Der Erklärende kann seinen Willen nicht nur mithilfe von gesprochenen oder geschriebenen Worten, sondern auch durch andere gesellschaftlich anerkannte Zeichen zum Ausdruck bringen22 (z.B. Kopfnicken, Kopfschütteln, Handaufheben während einer Versteigerung).23 Die Verwendung von Emoji kann in diesem Zusammenhang durchaus als gesellschaftlich anerkanntes Zeichen betrachtet werden. Deshalb können die drei genannten Willenselemente grundsätzlich durch Emoji geäussert werden. Die Problematik der Interpretation von Willensäusserungen ist bei verbalen Äusserungen, schriftlichen Äusserungen und Emoji vergleichbar.

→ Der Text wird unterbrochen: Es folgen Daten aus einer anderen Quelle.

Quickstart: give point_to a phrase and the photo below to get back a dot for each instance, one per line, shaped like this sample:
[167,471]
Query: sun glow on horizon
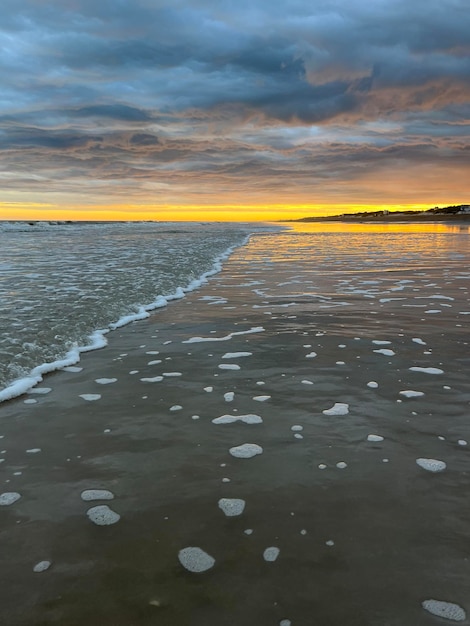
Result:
[31,211]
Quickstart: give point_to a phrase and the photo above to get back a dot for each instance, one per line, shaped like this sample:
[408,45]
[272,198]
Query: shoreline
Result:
[334,516]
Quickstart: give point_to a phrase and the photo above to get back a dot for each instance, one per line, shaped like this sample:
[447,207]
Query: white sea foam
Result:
[246,450]
[385,352]
[195,559]
[432,465]
[255,329]
[250,418]
[89,495]
[232,506]
[447,610]
[9,497]
[90,397]
[271,554]
[339,408]
[410,393]
[102,515]
[427,370]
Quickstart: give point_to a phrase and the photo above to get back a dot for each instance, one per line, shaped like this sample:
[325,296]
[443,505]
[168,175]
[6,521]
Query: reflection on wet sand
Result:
[321,478]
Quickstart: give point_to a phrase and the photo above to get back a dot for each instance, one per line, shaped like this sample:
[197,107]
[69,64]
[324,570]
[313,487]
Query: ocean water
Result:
[64,286]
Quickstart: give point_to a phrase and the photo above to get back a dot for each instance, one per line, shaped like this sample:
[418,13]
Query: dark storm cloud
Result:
[208,91]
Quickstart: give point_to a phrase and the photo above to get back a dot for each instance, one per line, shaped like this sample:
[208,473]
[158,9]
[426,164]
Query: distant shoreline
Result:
[390,218]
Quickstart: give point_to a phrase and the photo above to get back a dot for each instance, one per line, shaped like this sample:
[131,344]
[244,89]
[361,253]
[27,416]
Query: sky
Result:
[232,110]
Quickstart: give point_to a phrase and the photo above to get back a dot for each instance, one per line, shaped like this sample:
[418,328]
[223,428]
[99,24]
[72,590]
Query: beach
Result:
[285,445]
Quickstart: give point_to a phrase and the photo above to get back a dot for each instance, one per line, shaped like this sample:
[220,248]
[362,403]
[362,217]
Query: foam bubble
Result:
[42,566]
[96,494]
[431,465]
[427,370]
[9,497]
[271,554]
[195,559]
[250,418]
[232,506]
[339,408]
[410,393]
[246,450]
[102,515]
[447,610]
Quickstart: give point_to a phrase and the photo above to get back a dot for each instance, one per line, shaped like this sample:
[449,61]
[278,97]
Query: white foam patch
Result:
[271,554]
[385,352]
[246,450]
[102,515]
[447,610]
[431,465]
[40,390]
[195,559]
[410,393]
[89,495]
[339,408]
[250,418]
[255,329]
[42,566]
[9,497]
[232,506]
[427,370]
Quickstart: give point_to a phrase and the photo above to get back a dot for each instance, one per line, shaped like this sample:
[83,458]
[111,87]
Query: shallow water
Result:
[59,284]
[362,521]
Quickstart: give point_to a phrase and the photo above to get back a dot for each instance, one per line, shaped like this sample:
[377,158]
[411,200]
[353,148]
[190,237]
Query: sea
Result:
[64,286]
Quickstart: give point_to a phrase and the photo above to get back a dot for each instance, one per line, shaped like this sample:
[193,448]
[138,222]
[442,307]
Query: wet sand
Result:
[365,534]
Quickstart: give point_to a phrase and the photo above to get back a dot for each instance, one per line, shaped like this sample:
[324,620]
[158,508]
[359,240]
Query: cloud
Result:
[212,95]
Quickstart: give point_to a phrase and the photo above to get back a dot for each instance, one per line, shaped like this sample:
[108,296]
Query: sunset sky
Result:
[224,109]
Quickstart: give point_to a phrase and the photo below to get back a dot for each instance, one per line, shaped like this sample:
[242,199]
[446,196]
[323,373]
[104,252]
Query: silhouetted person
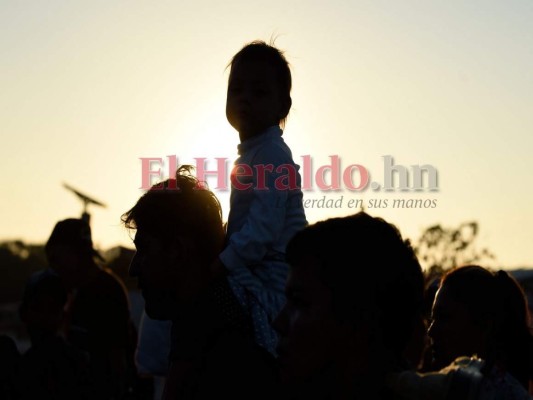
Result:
[98,308]
[266,206]
[179,232]
[51,368]
[483,313]
[9,369]
[354,296]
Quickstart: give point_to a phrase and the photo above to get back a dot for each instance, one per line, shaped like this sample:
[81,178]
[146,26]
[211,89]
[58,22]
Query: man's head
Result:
[70,250]
[355,287]
[179,232]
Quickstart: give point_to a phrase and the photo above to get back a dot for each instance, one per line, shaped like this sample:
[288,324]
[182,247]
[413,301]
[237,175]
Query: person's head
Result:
[179,232]
[480,312]
[259,89]
[42,305]
[69,249]
[354,294]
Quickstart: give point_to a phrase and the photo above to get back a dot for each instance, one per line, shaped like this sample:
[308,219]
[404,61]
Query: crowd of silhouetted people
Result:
[264,305]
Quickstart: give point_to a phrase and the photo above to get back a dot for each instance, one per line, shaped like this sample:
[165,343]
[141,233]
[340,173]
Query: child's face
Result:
[254,100]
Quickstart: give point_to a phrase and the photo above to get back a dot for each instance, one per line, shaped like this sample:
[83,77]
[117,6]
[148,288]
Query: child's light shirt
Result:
[266,210]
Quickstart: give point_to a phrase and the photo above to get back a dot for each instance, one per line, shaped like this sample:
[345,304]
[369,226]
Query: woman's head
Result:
[355,290]
[480,312]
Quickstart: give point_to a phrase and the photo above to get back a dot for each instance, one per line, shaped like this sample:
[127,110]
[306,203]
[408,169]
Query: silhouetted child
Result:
[266,207]
[51,368]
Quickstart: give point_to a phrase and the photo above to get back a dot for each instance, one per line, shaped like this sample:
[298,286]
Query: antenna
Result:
[86,201]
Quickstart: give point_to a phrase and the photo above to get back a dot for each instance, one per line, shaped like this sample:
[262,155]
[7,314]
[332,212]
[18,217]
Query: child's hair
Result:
[259,50]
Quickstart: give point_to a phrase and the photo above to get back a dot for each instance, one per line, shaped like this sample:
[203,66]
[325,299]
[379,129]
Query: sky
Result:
[87,89]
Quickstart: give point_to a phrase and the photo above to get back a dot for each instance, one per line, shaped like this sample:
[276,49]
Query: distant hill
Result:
[19,260]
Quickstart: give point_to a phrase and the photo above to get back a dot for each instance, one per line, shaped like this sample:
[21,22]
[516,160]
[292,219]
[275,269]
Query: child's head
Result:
[258,89]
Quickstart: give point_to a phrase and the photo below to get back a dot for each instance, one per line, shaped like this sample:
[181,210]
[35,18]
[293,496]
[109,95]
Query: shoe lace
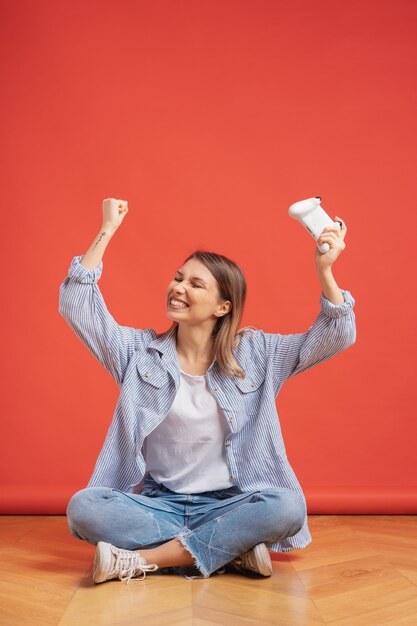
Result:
[129,563]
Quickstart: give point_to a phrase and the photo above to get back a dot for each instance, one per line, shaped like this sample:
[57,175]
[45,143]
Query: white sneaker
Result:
[111,562]
[256,560]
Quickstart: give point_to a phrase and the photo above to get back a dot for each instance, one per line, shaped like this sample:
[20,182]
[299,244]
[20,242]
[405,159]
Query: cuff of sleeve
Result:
[337,310]
[82,274]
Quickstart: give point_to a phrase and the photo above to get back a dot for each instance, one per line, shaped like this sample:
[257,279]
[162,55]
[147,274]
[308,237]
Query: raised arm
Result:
[333,330]
[82,305]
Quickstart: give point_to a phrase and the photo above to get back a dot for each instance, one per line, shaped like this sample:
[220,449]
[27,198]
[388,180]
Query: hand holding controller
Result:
[311,215]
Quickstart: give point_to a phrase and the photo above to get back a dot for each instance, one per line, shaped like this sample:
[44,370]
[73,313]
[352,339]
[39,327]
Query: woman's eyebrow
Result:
[194,277]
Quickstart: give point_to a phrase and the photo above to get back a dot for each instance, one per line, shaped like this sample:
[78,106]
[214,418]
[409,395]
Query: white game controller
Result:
[311,215]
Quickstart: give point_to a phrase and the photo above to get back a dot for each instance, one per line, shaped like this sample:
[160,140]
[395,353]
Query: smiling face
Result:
[197,289]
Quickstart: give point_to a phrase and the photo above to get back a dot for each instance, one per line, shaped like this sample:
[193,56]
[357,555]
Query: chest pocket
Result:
[152,374]
[249,390]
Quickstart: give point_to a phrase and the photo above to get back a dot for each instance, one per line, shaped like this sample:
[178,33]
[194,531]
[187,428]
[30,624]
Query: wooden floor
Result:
[360,570]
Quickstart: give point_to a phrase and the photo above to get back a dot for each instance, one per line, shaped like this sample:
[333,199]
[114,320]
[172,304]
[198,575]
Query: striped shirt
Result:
[146,369]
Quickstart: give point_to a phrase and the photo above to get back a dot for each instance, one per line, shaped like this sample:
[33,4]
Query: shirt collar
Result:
[167,345]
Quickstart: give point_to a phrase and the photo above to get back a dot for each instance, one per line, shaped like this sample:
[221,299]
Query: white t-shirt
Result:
[186,452]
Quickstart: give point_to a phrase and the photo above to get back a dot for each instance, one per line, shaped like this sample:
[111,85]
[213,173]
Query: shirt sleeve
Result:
[334,330]
[82,305]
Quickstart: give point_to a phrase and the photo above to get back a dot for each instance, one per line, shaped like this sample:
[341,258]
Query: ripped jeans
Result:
[214,526]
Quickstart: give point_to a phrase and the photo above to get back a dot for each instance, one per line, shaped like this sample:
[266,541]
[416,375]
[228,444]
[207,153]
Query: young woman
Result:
[193,472]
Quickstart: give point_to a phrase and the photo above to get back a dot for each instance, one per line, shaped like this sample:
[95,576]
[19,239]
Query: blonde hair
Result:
[232,286]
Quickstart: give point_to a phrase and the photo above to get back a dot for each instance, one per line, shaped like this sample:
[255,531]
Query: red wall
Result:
[211,118]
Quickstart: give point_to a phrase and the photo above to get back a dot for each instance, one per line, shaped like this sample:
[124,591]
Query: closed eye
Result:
[193,284]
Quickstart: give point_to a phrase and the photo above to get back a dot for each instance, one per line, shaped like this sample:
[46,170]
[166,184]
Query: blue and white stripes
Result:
[146,368]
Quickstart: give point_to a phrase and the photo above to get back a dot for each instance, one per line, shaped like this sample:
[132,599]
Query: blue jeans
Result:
[214,526]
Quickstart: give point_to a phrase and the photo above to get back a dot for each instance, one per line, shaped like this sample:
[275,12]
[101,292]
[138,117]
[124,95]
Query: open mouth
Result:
[177,304]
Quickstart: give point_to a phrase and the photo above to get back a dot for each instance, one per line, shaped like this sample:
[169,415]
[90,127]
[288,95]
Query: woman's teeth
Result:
[177,304]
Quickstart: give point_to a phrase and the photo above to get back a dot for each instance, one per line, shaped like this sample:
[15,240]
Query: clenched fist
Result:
[114,211]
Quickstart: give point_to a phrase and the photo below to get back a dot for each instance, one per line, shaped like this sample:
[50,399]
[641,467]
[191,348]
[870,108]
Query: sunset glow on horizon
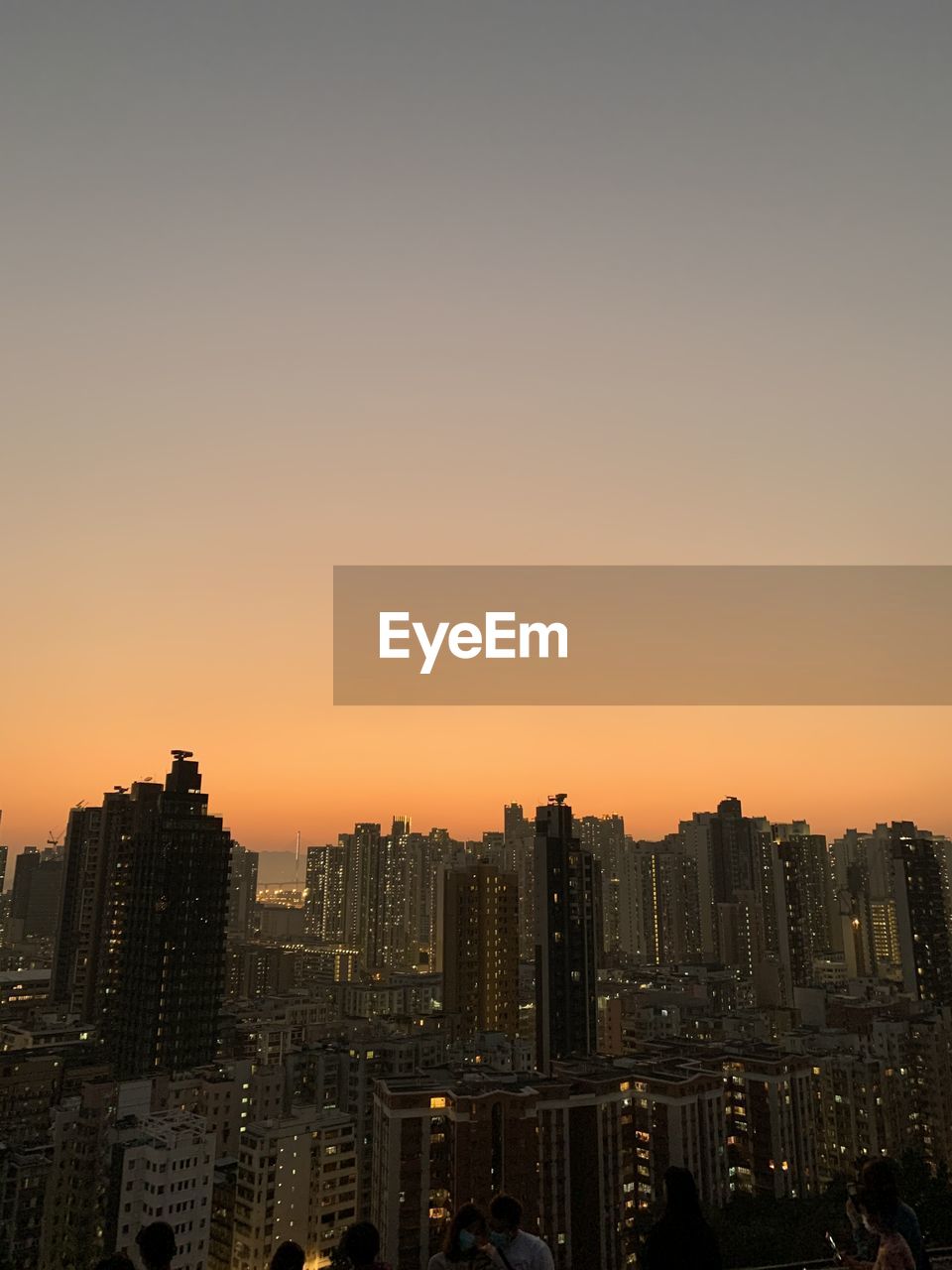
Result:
[669,287]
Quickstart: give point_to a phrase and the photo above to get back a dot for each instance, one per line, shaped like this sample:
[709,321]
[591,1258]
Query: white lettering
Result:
[429,649]
[466,640]
[388,635]
[529,629]
[494,633]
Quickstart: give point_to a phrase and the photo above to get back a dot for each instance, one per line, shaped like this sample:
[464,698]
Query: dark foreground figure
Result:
[682,1239]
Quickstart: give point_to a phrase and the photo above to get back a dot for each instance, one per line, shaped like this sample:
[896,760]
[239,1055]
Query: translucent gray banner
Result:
[643,635]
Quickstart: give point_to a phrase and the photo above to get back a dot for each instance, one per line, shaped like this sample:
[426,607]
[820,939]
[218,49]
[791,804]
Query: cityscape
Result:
[411,1021]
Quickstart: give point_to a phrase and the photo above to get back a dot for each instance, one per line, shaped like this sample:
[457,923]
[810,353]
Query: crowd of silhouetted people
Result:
[885,1230]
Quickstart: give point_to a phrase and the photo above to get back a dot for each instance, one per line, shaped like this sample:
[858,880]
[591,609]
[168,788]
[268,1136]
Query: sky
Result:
[298,285]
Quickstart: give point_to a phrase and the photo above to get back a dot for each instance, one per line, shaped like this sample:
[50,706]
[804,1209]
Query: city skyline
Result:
[832,821]
[276,312]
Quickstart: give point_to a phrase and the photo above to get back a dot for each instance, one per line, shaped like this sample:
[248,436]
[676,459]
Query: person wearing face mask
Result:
[466,1243]
[517,1248]
[879,1218]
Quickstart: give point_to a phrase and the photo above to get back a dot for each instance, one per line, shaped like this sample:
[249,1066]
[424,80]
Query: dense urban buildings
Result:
[558,1010]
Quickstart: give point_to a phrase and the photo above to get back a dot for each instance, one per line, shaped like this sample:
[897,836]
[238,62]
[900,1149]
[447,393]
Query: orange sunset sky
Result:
[293,286]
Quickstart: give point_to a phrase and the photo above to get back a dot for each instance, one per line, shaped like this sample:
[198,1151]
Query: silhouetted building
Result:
[143,930]
[920,915]
[481,949]
[35,905]
[325,898]
[566,916]
[243,889]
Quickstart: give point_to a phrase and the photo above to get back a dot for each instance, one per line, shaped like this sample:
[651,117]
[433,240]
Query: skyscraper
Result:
[326,893]
[920,913]
[520,856]
[604,837]
[143,924]
[243,889]
[566,915]
[35,903]
[481,948]
[803,894]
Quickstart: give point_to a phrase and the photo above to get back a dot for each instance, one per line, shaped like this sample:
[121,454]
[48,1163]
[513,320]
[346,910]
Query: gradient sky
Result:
[298,284]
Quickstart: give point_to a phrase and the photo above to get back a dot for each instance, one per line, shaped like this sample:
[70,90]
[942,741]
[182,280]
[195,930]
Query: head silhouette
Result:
[680,1196]
[157,1246]
[361,1243]
[289,1256]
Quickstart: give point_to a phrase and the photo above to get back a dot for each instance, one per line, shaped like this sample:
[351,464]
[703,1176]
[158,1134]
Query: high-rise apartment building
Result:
[243,893]
[604,837]
[803,898]
[163,1167]
[37,881]
[920,915]
[325,897]
[567,920]
[143,925]
[520,857]
[296,1180]
[481,949]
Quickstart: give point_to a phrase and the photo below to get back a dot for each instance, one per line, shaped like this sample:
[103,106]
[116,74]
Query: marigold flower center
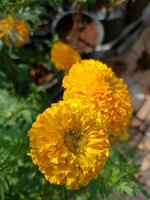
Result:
[72,140]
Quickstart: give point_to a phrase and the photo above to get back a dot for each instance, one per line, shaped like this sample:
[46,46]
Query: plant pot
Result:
[114,23]
[90,36]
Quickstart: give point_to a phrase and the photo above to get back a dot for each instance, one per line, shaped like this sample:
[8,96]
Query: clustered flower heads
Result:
[69,144]
[94,82]
[70,140]
[14,30]
[63,56]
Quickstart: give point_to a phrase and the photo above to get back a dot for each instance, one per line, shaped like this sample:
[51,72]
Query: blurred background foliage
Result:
[21,99]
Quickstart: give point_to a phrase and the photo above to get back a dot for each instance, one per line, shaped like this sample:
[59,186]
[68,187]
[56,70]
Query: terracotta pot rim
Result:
[99,26]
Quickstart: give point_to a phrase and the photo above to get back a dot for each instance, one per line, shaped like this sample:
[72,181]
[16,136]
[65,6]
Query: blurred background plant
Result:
[24,93]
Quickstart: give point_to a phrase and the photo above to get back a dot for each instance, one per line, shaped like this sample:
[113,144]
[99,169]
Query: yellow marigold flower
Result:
[96,83]
[68,143]
[18,28]
[64,56]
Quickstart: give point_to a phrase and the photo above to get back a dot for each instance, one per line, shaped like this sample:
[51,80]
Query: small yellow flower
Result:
[68,144]
[18,28]
[94,82]
[64,56]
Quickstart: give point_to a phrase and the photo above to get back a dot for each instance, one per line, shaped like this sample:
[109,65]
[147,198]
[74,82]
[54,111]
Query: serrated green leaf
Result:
[2,195]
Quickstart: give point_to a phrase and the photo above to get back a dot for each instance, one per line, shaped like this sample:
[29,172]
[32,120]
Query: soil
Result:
[86,39]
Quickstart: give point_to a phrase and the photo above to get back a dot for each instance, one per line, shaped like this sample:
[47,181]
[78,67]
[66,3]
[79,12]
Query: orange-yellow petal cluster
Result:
[68,143]
[94,82]
[63,56]
[18,29]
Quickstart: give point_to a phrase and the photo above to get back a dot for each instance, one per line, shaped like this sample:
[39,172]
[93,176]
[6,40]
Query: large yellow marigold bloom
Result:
[64,56]
[96,83]
[18,28]
[68,144]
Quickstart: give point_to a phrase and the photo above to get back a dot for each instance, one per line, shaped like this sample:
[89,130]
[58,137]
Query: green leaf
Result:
[2,196]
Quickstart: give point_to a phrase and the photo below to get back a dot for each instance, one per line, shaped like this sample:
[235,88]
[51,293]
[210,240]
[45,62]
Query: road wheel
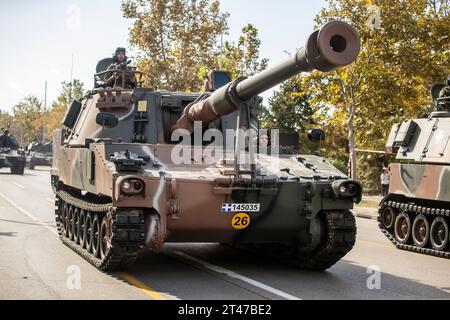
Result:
[88,232]
[71,221]
[82,228]
[96,236]
[439,233]
[388,217]
[420,231]
[402,228]
[76,225]
[105,237]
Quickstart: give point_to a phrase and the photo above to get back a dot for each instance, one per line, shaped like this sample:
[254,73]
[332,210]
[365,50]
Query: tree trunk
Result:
[350,105]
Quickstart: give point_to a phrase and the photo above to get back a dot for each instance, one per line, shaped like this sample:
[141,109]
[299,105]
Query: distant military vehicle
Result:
[118,186]
[11,155]
[39,154]
[415,215]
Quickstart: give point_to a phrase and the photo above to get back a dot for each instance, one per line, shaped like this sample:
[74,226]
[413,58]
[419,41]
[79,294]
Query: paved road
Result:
[35,265]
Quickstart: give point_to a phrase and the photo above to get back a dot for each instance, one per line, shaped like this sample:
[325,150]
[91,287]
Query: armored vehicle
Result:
[39,154]
[415,215]
[124,180]
[11,155]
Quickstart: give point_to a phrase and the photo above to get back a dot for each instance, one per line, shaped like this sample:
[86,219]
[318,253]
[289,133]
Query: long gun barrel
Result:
[334,45]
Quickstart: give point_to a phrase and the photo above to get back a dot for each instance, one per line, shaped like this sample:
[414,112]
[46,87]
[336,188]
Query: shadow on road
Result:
[346,280]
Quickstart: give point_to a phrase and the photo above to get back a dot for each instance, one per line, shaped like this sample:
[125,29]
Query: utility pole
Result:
[43,112]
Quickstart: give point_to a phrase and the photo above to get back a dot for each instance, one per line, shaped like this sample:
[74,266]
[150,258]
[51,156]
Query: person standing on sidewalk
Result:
[385,181]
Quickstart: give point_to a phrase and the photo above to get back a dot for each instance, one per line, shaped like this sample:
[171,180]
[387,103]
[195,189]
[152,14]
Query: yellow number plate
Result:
[240,221]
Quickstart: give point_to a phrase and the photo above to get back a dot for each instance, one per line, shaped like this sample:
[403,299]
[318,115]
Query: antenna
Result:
[71,80]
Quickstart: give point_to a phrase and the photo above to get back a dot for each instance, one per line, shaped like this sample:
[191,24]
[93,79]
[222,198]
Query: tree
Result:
[176,38]
[405,49]
[290,110]
[28,122]
[242,58]
[54,117]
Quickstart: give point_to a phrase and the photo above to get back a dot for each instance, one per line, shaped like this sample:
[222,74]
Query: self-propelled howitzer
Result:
[119,187]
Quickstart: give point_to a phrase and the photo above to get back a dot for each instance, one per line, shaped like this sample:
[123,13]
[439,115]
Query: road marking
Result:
[19,185]
[29,215]
[128,278]
[191,260]
[144,288]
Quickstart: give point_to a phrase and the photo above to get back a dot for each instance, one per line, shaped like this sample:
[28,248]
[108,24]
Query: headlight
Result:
[126,186]
[347,189]
[132,186]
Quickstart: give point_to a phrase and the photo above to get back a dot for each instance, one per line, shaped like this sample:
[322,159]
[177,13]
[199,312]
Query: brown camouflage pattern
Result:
[422,181]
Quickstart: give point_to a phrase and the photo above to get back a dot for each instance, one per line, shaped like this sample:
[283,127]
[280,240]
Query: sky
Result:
[39,38]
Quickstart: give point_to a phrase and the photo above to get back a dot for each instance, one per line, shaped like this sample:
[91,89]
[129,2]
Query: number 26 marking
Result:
[241,221]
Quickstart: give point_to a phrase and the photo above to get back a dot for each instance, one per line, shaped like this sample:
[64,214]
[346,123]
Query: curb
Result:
[366,213]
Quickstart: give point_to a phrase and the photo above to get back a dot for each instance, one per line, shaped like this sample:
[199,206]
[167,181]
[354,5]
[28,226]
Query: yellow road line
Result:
[29,215]
[144,288]
[128,278]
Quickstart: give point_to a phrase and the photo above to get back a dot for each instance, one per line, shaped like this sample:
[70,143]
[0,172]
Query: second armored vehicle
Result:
[11,156]
[123,180]
[415,215]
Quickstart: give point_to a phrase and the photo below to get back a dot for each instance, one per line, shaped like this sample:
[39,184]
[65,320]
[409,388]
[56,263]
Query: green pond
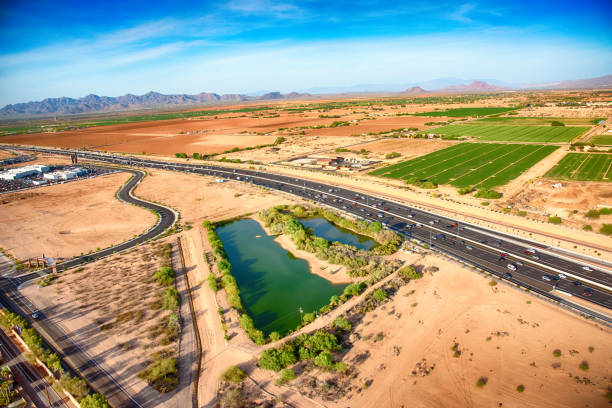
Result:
[273,283]
[325,229]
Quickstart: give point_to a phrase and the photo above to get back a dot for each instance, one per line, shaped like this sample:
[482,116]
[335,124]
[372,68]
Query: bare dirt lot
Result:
[67,219]
[466,329]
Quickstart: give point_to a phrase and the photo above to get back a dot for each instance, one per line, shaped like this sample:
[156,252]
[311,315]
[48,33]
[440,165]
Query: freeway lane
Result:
[55,337]
[593,285]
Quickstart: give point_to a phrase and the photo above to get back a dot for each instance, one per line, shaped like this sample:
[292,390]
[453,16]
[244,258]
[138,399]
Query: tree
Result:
[375,227]
[94,401]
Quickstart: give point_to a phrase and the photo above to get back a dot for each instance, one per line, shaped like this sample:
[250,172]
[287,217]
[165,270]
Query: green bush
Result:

Als Zwischenfazit kann festgehalten werden, dass Emoji grundsätzlich eine Willensäusserung darstellen können und damit auch nach Art. 1 OR ein Vertrag eingegangen werden kann.
2.
Culpa in contrahendo durch die Verwendung von Emoji ^
Eine Haftung nach den Grundsätzen der römischrechtlichen culpa in contrahendo besteht, wenn falsche oder unzureichende Angaben über den Vertragsgegenstand oder den Vertragsinhalt erfolgen, denn damit würden beim Vertragspartner Leistungserwartungen geweckt, die später durch den Vertragsinhalt nicht gedeckt sind.24 Durch die Verwendung von Emoji in Kommunikationen vor dem Abschluss eines Vertrages kann durchaus mit der Signalisierung eines Daumensignal (Daumen hoch) vermittelt werden, dass eine Einverständnis vorliegt, und damit suggeriert werden kann, einen bestimmten Vertrag abzuschliessen.
Es ist davon auszugehen, dass nicht allen bewusst ist, dass sie sich teilweise in vorvertraglichen Verhandlungen befinden. Eine reine soziale Kommunikation kann leicht den Charakter ändern: Wenn man bspw. in einem Chat den Kommunikationspartner fragt, ob er jemanden kennen würde, der einen bestimmten Gegenstand wohl kaufen würde, und dann die Antwort folgt, er selbst habe grundsätzlich Interesse, beginnt bereits eine vorvertragliche Verhandlung mit den entsprechenden Sorgfaltspflichten. In diesen Szenarien kann die einfache Verwendung von Emoji leicht zum Nachteil gereichen, indem rechtliche Konsequenzen für Gesprächsteilnehmer entstehen, die sich dessen kaum bewusst sind.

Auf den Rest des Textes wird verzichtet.